I did just as he told me and moved to the spot. I went prone right were the trees abruptly ended and the drop began. After bringing down the rifle's bipod, I laid there and watched the compound. I had distinct orders not to fire at the compound, just patrols. I probably lay there for about three hours before suddenly seeing it. A quick flash caught my eye. I raised my scope to it and there, I saw an elite standing about three hundred yards from his base. I didn't fire. He turned and started to walk back towards the compound. I figured he was going to go back in and take a patrol. About ten minutes later, the elite, three jackals, and five grunts filed out. I let them walk a good distance out into the desert. They were about five hundred yards from the base and about five hundred yards from me.
I put my hairs right on the elite in front. I had noticed that he would stop every so often to glance through some binoculars. I would wait until he stopped. Sure enough he took out the binoculars and began to look around. I aimed at his neck. Since it was a downward shot, I was to aim low. The shot would nail him right through the head. I took up trigger slack and realized that this would be my first ever kill. I squeezed the trigger. The rifle jerked and a loud, hollow "pa-caaar!" rang over the desert. Through my scope, I had watched the elite. His head had erupted into a geyser of purple liquid. The binoculars hit the ground and so did he. A purple vapor cloud still hung in the air were his head had been before falling. The jackals and grunts froze. I put my sights on a jackal and fired. He went stiff and loosely tossed back and onto the ground, where he twitched uncontrollably. His two comrades activated their shields. I couldn't make a shield shot, so I moved onto one of the grunts.
I aimed onto the one with a red armor. I fired and sent his head, along with his methane mask flying. His body flipped backward and slammed into the small group other grunts. One of the jackals turned around to look at the grunt on the ground. Mistake. I blew his chest out as my bullet tore through his back. He hit the ground and didn't move. His friend and the four other Grunts panicked and began running back. I swept the last jackal off of his feet in a mess of armor fragments and purple blood. When he hit the ground, I noticed his left leg was missing. The other four grunts were next. Two were running in such a way that one shot would take them both out.

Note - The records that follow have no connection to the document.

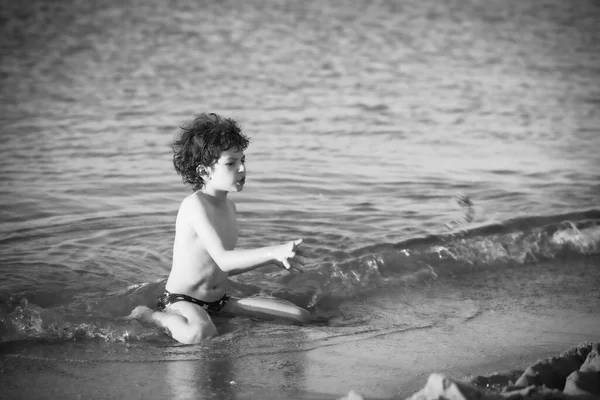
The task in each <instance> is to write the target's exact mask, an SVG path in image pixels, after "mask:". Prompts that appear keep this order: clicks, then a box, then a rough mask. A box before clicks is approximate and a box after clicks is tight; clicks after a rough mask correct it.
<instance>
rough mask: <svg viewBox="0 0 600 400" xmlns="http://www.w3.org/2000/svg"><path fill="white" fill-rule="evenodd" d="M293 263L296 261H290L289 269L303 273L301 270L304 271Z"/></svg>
mask: <svg viewBox="0 0 600 400" xmlns="http://www.w3.org/2000/svg"><path fill="white" fill-rule="evenodd" d="M294 264H296V263H290V268H291V269H293V270H294V271H296V272H299V273H303V272H304V271H302V270H301V269H300V268H299V267H297V266H296V265H294ZM288 271H290V270H289V269H288ZM290 272H291V271H290Z"/></svg>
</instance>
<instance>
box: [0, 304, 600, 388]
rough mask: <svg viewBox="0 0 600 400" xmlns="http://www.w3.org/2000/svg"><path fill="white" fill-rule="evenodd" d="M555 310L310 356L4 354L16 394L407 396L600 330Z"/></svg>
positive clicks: (309, 353)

I fired, and a stream of blue blood erupted into the air from the first as the bullet nailed his methane tank and continued on. The second one had caught the bullet but it had only partially damaged him. It had busted through his methane tank but had only flesh wounded his back. However, he had about 450 yards to go and would suffocate at the rate his tank was leaking. The last two were easy. They were dead before hitting the ground. The one grunt whose tank had been leaking, was now writhing on the ground as he suffocated. He stretched out one little pudgy arm, as if reaching for the Covenant compound. The arm fell limp to the ground and he quit moving. I reported back, pleasing the Lieutenant very much. I hadn't had a bad first day at all, and tomorrow would be a new one.